Сирень на столе в мастерской. Они с Антониной, хихикая, как две девчонки, ищут заветный цветок с пятью лепестками. Анаит тогда пришла в раздражение – из-за чего? Из-за того, что частный сыщик подарил чудесный букет ее бывшему педагогу?
В самом деле?
– Алик, – позвала Анаит. – А все-таки почему ты никогда не даришь мне цветы?
– Я считал, тебе известно мое мнение по этому поводу. Цветы – это отрезанные…

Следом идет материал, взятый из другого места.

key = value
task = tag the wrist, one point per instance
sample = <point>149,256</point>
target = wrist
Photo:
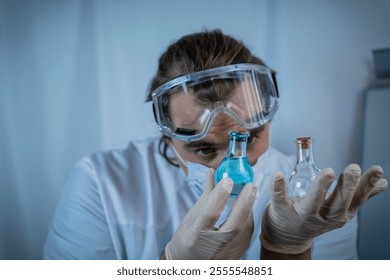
<point>272,255</point>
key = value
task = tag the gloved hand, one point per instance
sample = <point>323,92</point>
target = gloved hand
<point>289,224</point>
<point>197,237</point>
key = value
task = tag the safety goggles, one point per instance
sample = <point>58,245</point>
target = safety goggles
<point>186,106</point>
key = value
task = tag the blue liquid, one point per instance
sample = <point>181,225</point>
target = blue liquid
<point>236,168</point>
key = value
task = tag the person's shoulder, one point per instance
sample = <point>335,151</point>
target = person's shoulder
<point>136,150</point>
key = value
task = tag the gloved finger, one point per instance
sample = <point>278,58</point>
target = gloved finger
<point>339,201</point>
<point>214,205</point>
<point>379,187</point>
<point>278,190</point>
<point>314,200</point>
<point>209,181</point>
<point>369,185</point>
<point>242,208</point>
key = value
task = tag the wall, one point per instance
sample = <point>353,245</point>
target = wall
<point>73,78</point>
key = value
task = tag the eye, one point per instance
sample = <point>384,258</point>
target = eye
<point>252,138</point>
<point>205,152</point>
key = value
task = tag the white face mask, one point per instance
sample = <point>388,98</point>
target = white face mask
<point>196,173</point>
<point>196,178</point>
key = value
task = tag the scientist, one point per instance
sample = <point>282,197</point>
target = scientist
<point>156,199</point>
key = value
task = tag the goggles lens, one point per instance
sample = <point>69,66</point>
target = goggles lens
<point>185,107</point>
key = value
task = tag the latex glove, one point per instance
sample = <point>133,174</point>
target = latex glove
<point>290,224</point>
<point>197,237</point>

– …да-да, части тела, – перебила Анаит. – Допустим! А почему ты ни разу не дарил мне орхидеи?
– Что? – переспросил Алик.
– Орхидеи, – повторила Анаит, чувствуя, как в ней поднимается волна гнева. В щеках вспыхнул жар, но сейчас ее это не волновало. – Орхидеи продаются в горшках. С корнями. Их никто не срезает. Так почему ты никогда не дарил мне орхидеи?
Она впервые увидела, как Алик растерялся. Лицо его поглупело. В другое время это развеселило бы ее, но Анаит не успевала насладиться этим зрелищем: ее несло к берегу, где уже гнулись и стонали пальмы.

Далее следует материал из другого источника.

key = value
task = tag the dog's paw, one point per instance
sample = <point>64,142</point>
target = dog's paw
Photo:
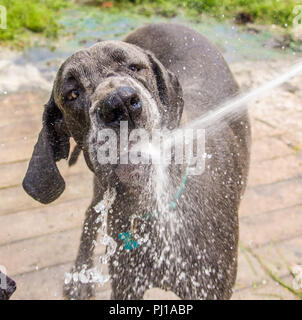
<point>74,289</point>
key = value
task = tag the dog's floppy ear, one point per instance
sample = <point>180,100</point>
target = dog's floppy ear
<point>43,180</point>
<point>170,93</point>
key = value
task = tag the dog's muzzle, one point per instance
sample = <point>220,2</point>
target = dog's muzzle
<point>123,104</point>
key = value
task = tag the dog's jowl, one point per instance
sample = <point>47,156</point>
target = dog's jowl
<point>167,228</point>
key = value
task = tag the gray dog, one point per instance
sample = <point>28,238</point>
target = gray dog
<point>169,71</point>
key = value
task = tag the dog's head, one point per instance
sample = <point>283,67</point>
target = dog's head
<point>96,89</point>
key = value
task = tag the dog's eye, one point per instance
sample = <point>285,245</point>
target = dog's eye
<point>73,94</point>
<point>134,67</point>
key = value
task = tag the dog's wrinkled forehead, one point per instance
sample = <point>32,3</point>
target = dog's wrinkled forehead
<point>100,60</point>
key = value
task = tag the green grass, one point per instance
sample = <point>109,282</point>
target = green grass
<point>26,18</point>
<point>277,12</point>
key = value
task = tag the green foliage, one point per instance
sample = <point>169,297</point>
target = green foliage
<point>31,15</point>
<point>25,17</point>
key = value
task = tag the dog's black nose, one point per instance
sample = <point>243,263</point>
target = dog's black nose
<point>122,104</point>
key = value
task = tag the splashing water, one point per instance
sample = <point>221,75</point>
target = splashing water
<point>228,109</point>
<point>94,275</point>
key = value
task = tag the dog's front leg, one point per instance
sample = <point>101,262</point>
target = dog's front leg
<point>74,288</point>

– Обычные орхидеи, а? – Она перегнулась через стол. Соус опрокинулся – да и плевать! – Или розы в горшках?
Пальмы, всплеснув макушками, исчезли под водой. Мощный вал прокатился по берегу, вырывая их с корнем и переламывая стволы, как в мясорубке. Анаит вскочила и оперлась ладонями о край стола:
– А нарциссы? Гиацинты? Хризантемы? Фиалки?
Ее голос катился по пустому ресторану. Казалось, если она хоть чуть-чуть прибавит громкости, начнут взрываться бутылки.
Из подсобки выглянул официант, испуганно уставился на них и снова исчез.
Алик вскочил. Схватил сумку и с несвойственной ему торопливостью побежал к выходу.
– Цикламены? – орала ему вслед Анаит. Голос обрел невиданную прежде силу. – Азалии? Фуксии? Гибискусы? СРАНЫЕ КАКТУСЫ?
На кактусах Алик выронил сумку. Дернулся, как простреленный, подхватил ее и скрылся за дверью.
Анаит медленно выдохнула и опустилась на стул. Оглядела стол взглядом полководца, озирающего поле сражения с ближнего холма. Итак, что у нас осталось? Роллы – на фиг. Жиденький суп – туда же. А вот гречневая лапша – это неплохо! Сегодня она пообедает лапшой.
Глава 14
В каждом деле для Илюшина рано или поздно наступала минута, когда он брал карандаш и альбомный лист.
В повседневной жизни он не рисовал. Однако с самого начала расследования в его воображении постепенно зарождались образы тех, с кем сталкивало Макара преступление: свидетелей, жертв, клиентов; нечто вроде портретов, пропущенных через миллион кривых зеркал и искаженных ими до неузнаваемости, но в этой искаженности парадоксально точных.